The noises kept getting louder. I was sick of the racket keeping me awake. So, I lit a candle that was sitting on my bedside, it did not seem to be lit for ages. I then got up from bed and set off to put a stop to this madness. I could not see anyone. Everyone was asleep. Maybe it was just wind? Or maybe a ghost?
I ventured into the lounge room and saw things moving on their own. The vases on the coffee table were knocked over, and the pictures on the mantel fell to the ground, smashing all over the red carpet. That was no wind.
One of the pictures from the mantel had shattered on the ground. It was of a lovely family. A mother, father, and son. I flipped the photo around and saw Mrs. Amelia Campbell, Mr. Felix Campbell, and Peter Campbell, and the year ‘1941’ written in faded ink.
I pointed to the picture, looking up and asked, “Is this you?” praying for a response.
“Yes.” He spoke. A ghost! “I died when I was young.”
“You look handsome,” I complimented him, nervously, though I could not see him.
“Thank you,” He replied, softly spoken. His tone was sad.
I did not know what to say.

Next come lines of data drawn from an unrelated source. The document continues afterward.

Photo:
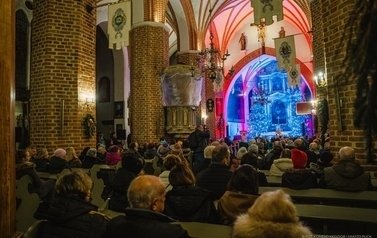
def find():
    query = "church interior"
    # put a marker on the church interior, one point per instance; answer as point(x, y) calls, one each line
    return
point(179, 65)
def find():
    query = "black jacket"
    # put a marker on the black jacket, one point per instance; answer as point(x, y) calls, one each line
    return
point(191, 203)
point(141, 223)
point(69, 217)
point(57, 165)
point(120, 184)
point(299, 179)
point(215, 178)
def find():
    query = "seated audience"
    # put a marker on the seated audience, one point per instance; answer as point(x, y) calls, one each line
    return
point(113, 156)
point(71, 214)
point(72, 158)
point(131, 168)
point(299, 177)
point(272, 215)
point(144, 219)
point(44, 189)
point(251, 158)
point(346, 175)
point(58, 161)
point(279, 166)
point(187, 202)
point(205, 163)
point(324, 161)
point(216, 177)
point(90, 159)
point(241, 193)
point(169, 162)
point(41, 160)
point(101, 154)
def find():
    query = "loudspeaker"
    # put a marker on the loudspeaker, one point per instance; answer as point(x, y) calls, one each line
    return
point(121, 134)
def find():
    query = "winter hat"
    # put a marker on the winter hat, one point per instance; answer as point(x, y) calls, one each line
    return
point(59, 153)
point(132, 164)
point(299, 159)
point(241, 152)
point(325, 158)
point(253, 148)
point(113, 148)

I felt sorrowful, though fascinated by this rare encounter.
I started exploring around the antiquated room and spotted an old machine with a massive horn on the side. There was something that looked like a giant CD from the olden times on top. A record, I think. I flicked a switch and the record started spinning. Muffled music started coming out of the horn like component.
The music sound so different, which made me laugh. I held out my hands, yelling, “Let’s dance!” I hoped Peter would join and take mine. Though I could not feel anything but a friendly presence, I danced anyway. I was the happiest I had ever been. I think I made a new friend.

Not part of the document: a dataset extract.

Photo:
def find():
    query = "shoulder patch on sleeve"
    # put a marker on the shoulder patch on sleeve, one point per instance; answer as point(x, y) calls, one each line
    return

I have been here for over ninety years, if you count the eleven years I was alive for. Eighty years alone. That was until a family moved into my family manor. They were German, I could tell by their accents. My father told me years ago why the Germans were such wicked people, and why we went to war. Their mere presence made me feel infuriated, but also fearful. I wanted them gone. Far away from my home. They did not belong here.
Among them was a little girl, her name was Bonnie. I thought if I could scare her, I could force them to leave. While she was walking around the lounge room one night, with my childhood candle as light, I decided it was time. I pushed over the porcelain vases on the coffee table, knocking out the expired water and dried roses. I threw the pictures from the mantle onto the ground. I regretted that, as one of the frames smashed. The girl picked up the broken frame. It was an old picture of my family. Just the sight of it made me choke up. I missed them so much.

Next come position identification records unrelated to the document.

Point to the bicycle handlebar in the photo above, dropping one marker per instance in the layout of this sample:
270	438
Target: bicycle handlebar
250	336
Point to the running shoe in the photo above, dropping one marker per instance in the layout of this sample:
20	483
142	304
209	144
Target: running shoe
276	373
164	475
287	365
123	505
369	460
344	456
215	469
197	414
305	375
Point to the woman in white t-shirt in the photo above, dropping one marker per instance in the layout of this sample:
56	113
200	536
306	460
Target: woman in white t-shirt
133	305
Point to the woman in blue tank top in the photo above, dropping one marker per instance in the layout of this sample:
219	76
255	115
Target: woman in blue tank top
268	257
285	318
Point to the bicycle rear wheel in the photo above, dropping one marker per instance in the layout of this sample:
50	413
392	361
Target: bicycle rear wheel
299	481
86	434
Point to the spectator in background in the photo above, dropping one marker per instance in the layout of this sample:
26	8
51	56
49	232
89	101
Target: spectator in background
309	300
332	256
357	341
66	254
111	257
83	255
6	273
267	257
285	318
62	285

After looking at the photo for some time, she flipped it over and read the back, with all our names and the year 1941. She looked up into nothing, as if looking for someone, and asked if it was me. I replied, telling her I died young. She seemed downhearted but continued to call me handsome. I had not spoken to anyone in so long. Such a simple, small compliment had made me feel so warm and cared for. A feeling I almost forgot.
We went silent after that. The girl started looking around the room, like she lost something, though she seemed determined to find whatever she was searching for. She went over to my mother’s old record player and started playing a song I had not heard in decades, sparking so many heartfelt memories. She looked up and asked me to dance, holding out her arms. I held her small hands, though I doubt she felt mine. For the first time in what felt like forever, long after death, I felt alive dancing with her. Maybe, despite our differences, we could be friends after all.